Papst Benedikt fordert Schuldenerlass

Papst Benedikt XVI. hat sich für einen Schuldenerlass für afrikanische Staaten ausgesprochen. Eine Erleichterung oder Aufhebung der Schuldenlast sowie eine gerechtere Verteilung der Güter seien nötig, um Ländern wie Kamerun wirtschaftlichen und sozialen Aufschwung zu ermöglichen, betonte der Papst beim Empfang des neuen kamerunischen Botschafters, Antoine Zanga, am Montag im Vatikan.
Die Staatengemeinschaft müsse durch ihre Hilfsmaßnahmen und eine gerechte globale Wirtschaftspolitik “den Teufelskreis von Unterentwicklung und Armut durchbrechen”, so der Papst. Zudem verlangte er mehr internationale Aufmerksamkeit für die sozialen Folgen von Überschwemmungen, Klimaveränderung, Seuchen sowie Kriegen und Terrorismus in den armen Ländern.

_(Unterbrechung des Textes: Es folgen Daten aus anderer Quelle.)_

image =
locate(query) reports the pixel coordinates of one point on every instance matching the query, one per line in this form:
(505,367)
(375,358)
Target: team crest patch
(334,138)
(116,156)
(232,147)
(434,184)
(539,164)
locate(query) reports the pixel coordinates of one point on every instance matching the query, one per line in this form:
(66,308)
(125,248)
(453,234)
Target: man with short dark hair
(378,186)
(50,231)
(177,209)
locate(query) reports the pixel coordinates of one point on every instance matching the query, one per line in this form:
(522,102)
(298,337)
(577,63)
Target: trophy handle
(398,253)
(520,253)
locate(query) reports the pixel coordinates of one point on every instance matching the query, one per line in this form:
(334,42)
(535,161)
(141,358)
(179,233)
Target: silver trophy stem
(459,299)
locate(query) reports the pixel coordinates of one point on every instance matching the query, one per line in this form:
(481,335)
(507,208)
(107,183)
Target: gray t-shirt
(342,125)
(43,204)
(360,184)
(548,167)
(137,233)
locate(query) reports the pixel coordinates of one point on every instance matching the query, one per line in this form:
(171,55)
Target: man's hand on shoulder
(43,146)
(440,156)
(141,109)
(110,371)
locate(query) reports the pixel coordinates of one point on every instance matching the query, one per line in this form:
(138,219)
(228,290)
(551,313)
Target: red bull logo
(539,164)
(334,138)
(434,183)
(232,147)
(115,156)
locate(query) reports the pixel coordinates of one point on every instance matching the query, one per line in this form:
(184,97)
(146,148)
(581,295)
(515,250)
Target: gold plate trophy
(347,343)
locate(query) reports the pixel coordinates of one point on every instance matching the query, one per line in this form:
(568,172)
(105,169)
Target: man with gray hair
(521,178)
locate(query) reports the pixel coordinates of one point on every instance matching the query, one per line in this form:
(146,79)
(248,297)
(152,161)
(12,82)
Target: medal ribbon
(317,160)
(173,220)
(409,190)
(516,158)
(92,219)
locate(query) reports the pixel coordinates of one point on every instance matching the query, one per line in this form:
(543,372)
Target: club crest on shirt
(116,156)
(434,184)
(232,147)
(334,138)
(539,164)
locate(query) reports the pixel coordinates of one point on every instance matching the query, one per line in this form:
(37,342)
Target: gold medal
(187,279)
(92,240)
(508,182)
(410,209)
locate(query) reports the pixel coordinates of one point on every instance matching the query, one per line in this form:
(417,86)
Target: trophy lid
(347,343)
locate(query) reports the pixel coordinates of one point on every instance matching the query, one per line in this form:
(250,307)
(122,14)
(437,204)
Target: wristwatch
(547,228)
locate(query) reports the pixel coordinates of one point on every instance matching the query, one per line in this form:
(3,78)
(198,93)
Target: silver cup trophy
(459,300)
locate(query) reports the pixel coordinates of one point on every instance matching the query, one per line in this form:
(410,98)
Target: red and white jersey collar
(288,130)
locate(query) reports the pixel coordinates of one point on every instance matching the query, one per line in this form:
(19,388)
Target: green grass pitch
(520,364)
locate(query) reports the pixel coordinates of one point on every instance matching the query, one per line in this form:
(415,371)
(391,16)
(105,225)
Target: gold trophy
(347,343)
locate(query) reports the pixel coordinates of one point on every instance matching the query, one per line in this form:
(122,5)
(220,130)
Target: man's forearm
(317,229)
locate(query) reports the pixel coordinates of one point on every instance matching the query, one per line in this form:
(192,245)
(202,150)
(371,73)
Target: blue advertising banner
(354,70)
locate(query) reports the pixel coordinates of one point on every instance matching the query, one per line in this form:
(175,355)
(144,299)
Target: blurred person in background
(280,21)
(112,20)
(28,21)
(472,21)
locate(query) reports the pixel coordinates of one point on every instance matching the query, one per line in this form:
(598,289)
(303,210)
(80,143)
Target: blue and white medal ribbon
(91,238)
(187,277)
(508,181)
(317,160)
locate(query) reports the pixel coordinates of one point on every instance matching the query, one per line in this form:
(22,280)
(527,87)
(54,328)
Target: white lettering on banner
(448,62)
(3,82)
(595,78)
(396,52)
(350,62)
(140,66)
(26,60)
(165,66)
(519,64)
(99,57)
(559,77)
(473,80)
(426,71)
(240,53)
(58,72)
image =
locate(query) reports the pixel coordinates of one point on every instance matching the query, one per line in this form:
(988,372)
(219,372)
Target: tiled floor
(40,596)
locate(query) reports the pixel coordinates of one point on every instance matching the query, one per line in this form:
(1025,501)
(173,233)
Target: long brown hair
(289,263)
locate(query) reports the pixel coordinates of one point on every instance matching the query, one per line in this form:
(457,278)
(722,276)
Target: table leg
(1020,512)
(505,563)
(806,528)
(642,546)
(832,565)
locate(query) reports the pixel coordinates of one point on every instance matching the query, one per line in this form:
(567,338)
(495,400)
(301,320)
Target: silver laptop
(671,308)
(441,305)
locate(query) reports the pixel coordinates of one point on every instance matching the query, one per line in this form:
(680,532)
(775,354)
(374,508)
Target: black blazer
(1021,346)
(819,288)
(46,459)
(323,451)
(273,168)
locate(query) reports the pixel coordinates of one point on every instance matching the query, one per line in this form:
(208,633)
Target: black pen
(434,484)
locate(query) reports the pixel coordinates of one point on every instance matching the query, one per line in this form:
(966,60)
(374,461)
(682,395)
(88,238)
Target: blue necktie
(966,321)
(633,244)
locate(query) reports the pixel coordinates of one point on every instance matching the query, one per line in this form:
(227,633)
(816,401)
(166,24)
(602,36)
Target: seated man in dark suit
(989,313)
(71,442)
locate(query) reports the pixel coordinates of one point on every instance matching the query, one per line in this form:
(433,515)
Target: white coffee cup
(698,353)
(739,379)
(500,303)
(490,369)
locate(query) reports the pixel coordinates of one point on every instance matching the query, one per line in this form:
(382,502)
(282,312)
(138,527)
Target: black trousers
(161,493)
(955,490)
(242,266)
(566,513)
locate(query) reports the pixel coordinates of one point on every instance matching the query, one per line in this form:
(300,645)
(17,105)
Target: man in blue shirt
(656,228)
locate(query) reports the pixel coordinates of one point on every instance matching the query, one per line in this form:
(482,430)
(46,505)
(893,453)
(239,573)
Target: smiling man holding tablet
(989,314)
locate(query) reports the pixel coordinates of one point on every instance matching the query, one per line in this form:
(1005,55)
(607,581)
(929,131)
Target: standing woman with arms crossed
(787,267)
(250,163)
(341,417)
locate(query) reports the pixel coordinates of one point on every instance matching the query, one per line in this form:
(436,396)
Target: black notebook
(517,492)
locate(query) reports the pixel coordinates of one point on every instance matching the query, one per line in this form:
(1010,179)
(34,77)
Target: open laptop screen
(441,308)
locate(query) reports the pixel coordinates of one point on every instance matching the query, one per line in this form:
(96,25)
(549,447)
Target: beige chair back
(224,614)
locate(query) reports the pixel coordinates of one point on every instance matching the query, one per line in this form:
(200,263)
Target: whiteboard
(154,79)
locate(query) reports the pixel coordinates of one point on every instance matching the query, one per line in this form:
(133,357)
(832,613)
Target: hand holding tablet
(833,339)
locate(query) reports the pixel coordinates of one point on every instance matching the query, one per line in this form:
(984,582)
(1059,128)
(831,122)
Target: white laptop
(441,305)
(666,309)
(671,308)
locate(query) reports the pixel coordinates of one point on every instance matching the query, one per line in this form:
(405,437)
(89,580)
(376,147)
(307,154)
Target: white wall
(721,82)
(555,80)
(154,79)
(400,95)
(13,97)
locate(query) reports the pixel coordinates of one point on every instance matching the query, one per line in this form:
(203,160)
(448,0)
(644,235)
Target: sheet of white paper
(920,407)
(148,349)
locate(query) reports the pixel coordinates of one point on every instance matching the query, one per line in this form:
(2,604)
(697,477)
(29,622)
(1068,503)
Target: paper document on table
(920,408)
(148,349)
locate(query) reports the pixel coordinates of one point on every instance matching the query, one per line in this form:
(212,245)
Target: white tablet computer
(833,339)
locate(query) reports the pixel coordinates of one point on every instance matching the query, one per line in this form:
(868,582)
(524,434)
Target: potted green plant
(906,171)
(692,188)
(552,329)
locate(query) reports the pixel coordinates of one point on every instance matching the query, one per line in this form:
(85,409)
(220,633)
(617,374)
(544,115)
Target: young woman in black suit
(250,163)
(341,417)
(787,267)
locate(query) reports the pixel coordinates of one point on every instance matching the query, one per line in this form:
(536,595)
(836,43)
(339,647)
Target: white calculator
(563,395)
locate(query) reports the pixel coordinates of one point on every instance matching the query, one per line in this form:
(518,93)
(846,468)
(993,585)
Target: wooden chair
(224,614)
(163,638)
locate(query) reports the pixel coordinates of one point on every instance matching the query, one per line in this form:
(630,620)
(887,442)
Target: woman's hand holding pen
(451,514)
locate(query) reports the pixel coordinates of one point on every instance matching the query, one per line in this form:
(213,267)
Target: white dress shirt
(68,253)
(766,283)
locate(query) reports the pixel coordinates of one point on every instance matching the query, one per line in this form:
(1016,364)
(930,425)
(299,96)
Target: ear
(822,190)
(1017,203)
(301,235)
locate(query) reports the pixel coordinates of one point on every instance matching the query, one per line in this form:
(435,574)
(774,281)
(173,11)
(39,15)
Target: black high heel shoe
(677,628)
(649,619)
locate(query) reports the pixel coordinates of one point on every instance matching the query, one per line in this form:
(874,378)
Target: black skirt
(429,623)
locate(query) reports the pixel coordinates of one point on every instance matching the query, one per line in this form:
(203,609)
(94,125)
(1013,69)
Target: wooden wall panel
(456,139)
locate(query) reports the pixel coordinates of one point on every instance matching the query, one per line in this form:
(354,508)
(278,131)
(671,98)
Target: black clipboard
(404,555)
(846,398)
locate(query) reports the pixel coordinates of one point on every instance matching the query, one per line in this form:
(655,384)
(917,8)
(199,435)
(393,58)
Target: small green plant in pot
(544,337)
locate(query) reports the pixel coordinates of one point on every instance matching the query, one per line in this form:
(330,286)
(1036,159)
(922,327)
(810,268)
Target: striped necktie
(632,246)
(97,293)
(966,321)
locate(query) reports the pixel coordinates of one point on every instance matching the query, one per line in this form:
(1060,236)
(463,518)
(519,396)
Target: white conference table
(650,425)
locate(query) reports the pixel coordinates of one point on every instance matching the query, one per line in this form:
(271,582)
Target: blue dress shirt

Papst Benedikt steht mit seiner Forderung in enger Tradition zu seinem Vorgänger Papst Johannes Paul II. Selbiger hatte 1999 mit seiner Forderung nach einem Erlaßjahr zur Jahrtausendwende einen wichtigen Anstoß für die globale Entschuldungsbewegung gegeben.

Russland erlässt Libyen Schulden

Russland hat Libyen Schulden in Höhe von 4,5 Milliarden US-Dollar erlassen. Bei diesen Schulden aus der Sowjet-Zeit soll es sich um Ausstände “rein militärischer” Art gehandelt haben, so der russische Finanzminister Alexej Kudrin.  Im Gegenzug haben russische Firmen Millarden-Verträge mit Libyen erhalten. Diese sollen sowohl Rüstungs- und Ölgeschäfte als auch den Bau einer 500 Kilometer langen Eisenbahnstrecke zwischen Syrte und Benghasi beinhalten. Die Abschreibung der Schulden werde endgültig vollzogen, nachdem Libyen die geschlossenen Verträge mit den russischen Unternehmen bezahlt habe, hies es aus russischen Regierungskreisen.

Pariser Club erlässt Liberia 254 Millionen Dollar Schulden

Wie erwartet hat der Pariser Club beschlossen dem afrikanischen Land Liberia einen Teil seiner Schulden zu erlassen. 254 Millionen US-Dollar wurden erlassen, welche nun in Programme zur Armutsreduzierung in Liberia fliessen sollen. Der Pariser Club reagiert damit auf die Ankündigung des Internationalen Währungsfonds Liberia wieder als reguläres Mitglied aufzunehmen. Zudem hatte Liberia im März den Decision Point im Rahmen der HIPC Initiative erreicht. Gleichzeitig hat die US-Regierung angekündigt Liberias komplette bilaterale Schulden in Höhe von 430 Millionen US-Dollar zu erlassen. Die USA wollen so den wirtschaftlichen und politischen Wandel des Landes unterstützen, der unter der Präsidentin Ellen Johnson-Sirleaf eingeleitet worden ist.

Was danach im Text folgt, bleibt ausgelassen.